The Road, now up against the wall, strove to find some inkling of salvation.  After much sweat was spilled a free-kick was wasted and then another one entered the danger zone, missed all players and a defender was caught on the hop and became the victim of an own goal.  A bonus gift for the resident pack, but no sooner had the minute hand done three rotations of the clock, the Stockport team was back in possession of a 2 goal cushion when an attack saw a shot blocked and a follow-up rattled home by the awaiting Wych.  It was a case of 'never concede immediately after a goal' a sacred rule broken many times over the long campaign.

Hectic times came and went as The Road struggled to make any serious headway.  The Georgians sat and sprang with a superb ball allowing McFadyen to charge away.  A cross followed, No 8 (Callum Campbell) was in but sent the globe just wide, could that be a turning point? A drop ball came at the other end (for who knows what)?  A cross followed, a semi-clearance made before Yousif pounced, propelled and reduced the deficit to 1 goal, ruddy heck, this could be a last blast thriller?

As I reached for my double-dose nerve tablets a shout came for a Georgians penalty which the referee firmly ignored.  Time whittled away and the hosts didn't help their case with several slack passes.  The resident Clegg still looked to be a potential threat with several crosses delivered but just lacking an assassin's touch.  The dog ends of the game came, Woolley had a pop wide, his opposite number Yousif tried to place a shot that the keeper watched all the way and coolly collected.  As many chilled souls awaited the final whistle the referee dillied and dallied and dealt with some pointless argy-bargy.  With many touchline conkers trembling and many nipples doing a good impression of ruddy wine corks the game was eventually halted, the score-line seemed fair but I couldn't help feeling that the hosts had made this one a little too easy for the travellers. Man of the match goes to the Stockport Georgians No 10 (Oliver McFadyen) - I like the effort, the problems he poses and the persistent willingness to call for the ball when in located space - he is an integral part of a successful squad - nifty!

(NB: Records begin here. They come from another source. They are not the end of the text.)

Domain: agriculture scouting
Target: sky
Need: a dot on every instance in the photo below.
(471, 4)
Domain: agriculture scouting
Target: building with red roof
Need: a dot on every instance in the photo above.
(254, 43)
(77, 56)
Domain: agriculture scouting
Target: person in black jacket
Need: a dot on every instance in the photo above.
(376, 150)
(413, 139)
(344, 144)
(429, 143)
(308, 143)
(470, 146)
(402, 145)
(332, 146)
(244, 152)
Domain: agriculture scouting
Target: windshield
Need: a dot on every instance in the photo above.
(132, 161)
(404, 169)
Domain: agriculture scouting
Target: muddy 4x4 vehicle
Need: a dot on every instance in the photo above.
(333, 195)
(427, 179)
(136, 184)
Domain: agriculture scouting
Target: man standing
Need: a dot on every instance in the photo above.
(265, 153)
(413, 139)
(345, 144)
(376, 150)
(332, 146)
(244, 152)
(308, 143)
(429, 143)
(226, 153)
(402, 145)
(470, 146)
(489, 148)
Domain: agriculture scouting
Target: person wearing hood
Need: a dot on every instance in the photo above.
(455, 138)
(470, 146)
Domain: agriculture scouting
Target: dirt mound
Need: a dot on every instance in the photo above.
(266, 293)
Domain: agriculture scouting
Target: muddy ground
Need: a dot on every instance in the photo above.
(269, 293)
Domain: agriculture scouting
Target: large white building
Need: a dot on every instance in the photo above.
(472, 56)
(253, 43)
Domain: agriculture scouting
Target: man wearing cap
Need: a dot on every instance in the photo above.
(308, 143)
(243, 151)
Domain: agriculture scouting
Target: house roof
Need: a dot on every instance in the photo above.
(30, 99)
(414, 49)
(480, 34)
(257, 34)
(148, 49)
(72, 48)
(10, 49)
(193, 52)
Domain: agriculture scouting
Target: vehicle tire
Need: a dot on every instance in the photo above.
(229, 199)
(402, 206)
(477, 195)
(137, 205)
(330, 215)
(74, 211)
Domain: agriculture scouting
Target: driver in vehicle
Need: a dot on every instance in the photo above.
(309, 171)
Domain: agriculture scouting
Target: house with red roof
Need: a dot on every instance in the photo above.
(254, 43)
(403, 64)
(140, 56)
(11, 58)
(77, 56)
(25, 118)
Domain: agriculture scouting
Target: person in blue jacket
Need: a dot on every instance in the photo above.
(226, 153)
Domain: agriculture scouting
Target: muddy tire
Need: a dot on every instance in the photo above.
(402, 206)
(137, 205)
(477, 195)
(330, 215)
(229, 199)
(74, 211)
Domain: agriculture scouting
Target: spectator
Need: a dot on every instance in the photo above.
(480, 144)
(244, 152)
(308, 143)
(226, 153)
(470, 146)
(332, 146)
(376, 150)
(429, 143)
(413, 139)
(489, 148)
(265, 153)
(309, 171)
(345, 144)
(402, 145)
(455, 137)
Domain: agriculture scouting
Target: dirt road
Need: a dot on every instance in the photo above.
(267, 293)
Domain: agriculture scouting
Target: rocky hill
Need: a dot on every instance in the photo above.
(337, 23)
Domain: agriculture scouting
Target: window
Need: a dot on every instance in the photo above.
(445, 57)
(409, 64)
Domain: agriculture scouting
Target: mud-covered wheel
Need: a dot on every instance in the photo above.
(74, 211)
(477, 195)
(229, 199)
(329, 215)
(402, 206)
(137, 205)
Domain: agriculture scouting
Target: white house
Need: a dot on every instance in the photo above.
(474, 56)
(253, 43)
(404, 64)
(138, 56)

Big thanks to Stu and his good lady for the lift home after the match, it was much needed after my missus had decided to stay with her mum who had nearly taken a couple of tumbles - what a worry it is!

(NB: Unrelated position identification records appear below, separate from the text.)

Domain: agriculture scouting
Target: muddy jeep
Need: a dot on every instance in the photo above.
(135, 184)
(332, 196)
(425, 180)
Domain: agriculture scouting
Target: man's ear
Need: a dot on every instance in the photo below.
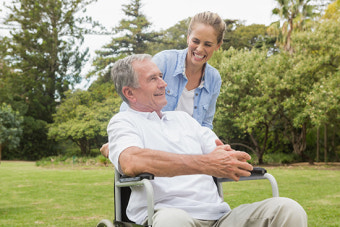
(129, 94)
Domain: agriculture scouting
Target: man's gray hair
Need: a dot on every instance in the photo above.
(123, 74)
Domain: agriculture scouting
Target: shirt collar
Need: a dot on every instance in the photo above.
(150, 115)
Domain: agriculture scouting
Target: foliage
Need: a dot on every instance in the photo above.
(252, 36)
(174, 37)
(45, 59)
(264, 96)
(83, 117)
(10, 128)
(131, 37)
(294, 14)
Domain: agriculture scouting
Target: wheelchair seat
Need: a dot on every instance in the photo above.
(122, 192)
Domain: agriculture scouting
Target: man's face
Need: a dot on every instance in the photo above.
(150, 95)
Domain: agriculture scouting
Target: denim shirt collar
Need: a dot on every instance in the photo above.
(181, 67)
(150, 115)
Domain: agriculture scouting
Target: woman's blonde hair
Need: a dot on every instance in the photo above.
(212, 19)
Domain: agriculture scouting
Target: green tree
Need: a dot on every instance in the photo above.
(240, 36)
(46, 60)
(293, 13)
(174, 37)
(10, 128)
(131, 37)
(246, 104)
(83, 117)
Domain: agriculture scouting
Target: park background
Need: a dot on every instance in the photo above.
(279, 98)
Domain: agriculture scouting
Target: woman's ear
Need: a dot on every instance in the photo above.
(129, 94)
(219, 45)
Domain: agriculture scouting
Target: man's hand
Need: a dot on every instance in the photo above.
(226, 162)
(105, 150)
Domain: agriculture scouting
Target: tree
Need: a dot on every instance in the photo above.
(83, 117)
(240, 36)
(246, 101)
(131, 37)
(293, 13)
(10, 128)
(45, 61)
(174, 37)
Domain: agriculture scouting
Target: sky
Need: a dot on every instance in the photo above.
(166, 13)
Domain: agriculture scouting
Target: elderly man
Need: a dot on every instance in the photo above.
(183, 156)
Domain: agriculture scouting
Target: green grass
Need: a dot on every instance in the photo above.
(35, 196)
(81, 196)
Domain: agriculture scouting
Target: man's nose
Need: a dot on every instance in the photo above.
(162, 83)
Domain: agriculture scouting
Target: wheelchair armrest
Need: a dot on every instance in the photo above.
(139, 177)
(258, 173)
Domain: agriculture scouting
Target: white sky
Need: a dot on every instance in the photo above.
(166, 13)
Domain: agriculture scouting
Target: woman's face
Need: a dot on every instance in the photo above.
(202, 42)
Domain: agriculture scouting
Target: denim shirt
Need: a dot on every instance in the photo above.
(172, 65)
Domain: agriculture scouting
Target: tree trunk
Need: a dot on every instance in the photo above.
(318, 144)
(325, 144)
(333, 145)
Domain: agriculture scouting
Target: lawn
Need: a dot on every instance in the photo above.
(81, 196)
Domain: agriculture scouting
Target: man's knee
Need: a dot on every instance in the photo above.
(289, 211)
(172, 217)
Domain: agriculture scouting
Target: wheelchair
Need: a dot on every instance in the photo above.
(122, 193)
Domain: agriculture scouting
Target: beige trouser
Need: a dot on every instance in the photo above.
(275, 211)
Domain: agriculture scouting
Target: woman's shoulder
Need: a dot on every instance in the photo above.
(169, 53)
(212, 71)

FINAL THOUGHTS - if you want a dose of good Non-League Football I would always recommend a visit to Brantingham Road. There you will be served a choice dish of honest football whilst excitement, frustration and disbelief are the chosen condiments on offer.  Today the gravy of success was tainted but the joy is in the playing and sticking to the ethical recipe. I will be filling my gut again very soon.

The Georgians are no mugs, they came and played their usual effective game, they don't seem to be anything more than a well-drilled machine with all components working as a group - what else is needed?  They don't get flustered and seem to ooze consistency, in what I deem to be a rather weak league this time around, promotion at the first time of asking, could be theirs.

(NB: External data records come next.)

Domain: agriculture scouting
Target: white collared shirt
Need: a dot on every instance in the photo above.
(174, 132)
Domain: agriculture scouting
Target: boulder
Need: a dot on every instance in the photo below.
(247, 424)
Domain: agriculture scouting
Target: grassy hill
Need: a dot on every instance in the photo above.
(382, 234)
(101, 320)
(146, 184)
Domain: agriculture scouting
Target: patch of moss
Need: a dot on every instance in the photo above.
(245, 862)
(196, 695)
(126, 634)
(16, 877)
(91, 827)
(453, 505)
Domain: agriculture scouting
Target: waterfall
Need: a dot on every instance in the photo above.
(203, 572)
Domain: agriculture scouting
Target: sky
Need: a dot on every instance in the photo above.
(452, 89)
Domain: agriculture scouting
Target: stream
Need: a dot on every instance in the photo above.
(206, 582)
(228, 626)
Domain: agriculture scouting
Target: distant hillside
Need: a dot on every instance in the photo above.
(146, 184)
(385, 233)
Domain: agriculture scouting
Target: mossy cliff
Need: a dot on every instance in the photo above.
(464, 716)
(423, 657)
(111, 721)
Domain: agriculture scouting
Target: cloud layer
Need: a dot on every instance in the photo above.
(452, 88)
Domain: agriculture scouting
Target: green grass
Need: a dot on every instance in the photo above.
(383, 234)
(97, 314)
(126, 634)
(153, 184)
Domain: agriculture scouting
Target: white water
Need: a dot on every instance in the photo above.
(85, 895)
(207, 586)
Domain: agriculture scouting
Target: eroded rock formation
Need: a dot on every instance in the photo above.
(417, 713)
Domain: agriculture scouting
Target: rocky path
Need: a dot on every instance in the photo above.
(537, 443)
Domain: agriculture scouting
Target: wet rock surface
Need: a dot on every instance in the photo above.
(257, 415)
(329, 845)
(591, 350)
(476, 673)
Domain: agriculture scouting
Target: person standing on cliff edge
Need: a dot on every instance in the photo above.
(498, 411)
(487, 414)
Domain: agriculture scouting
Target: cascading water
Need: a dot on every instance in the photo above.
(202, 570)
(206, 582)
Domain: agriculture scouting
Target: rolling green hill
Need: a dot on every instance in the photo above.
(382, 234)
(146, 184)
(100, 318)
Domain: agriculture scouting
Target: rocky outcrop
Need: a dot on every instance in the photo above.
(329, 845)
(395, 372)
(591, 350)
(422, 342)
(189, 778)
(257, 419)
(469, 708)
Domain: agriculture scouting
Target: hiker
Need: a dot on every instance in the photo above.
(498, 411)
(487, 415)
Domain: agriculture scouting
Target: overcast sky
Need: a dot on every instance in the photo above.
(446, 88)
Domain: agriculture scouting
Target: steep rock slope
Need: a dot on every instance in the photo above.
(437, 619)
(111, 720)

Maine Road, well what can I say.  They are a real fave team of mine playing at a ground myself, and all who I talk to, have a soft spot for.   I would love to see this lot get back in the premier league but they always leave me befuddled and flabbergasted.  At the moment they are just lacking depth, they need an extra 3 or 4 players to call upon and a real marksman who will not waste the chances they so readily make.  The players gave it their all today, they stuck to their guns and if the two early chances would have been buried the end result could have been oh so different.  Football is all about the 'ifs' though, as is life itself - for example - if I hadn't eaten all those sausages over the years would I be two stone lighter?  If I hadn't stuck my penis in the plug socket when I was a wee nipper would I now be the proud owner of a 'proper pecker'?  Who knows, who cares, with my multi-purpose, off kilter John Thomas I wander on, pissing this way, that way, every way I can and all done with splashing passion. Golden shower anyone?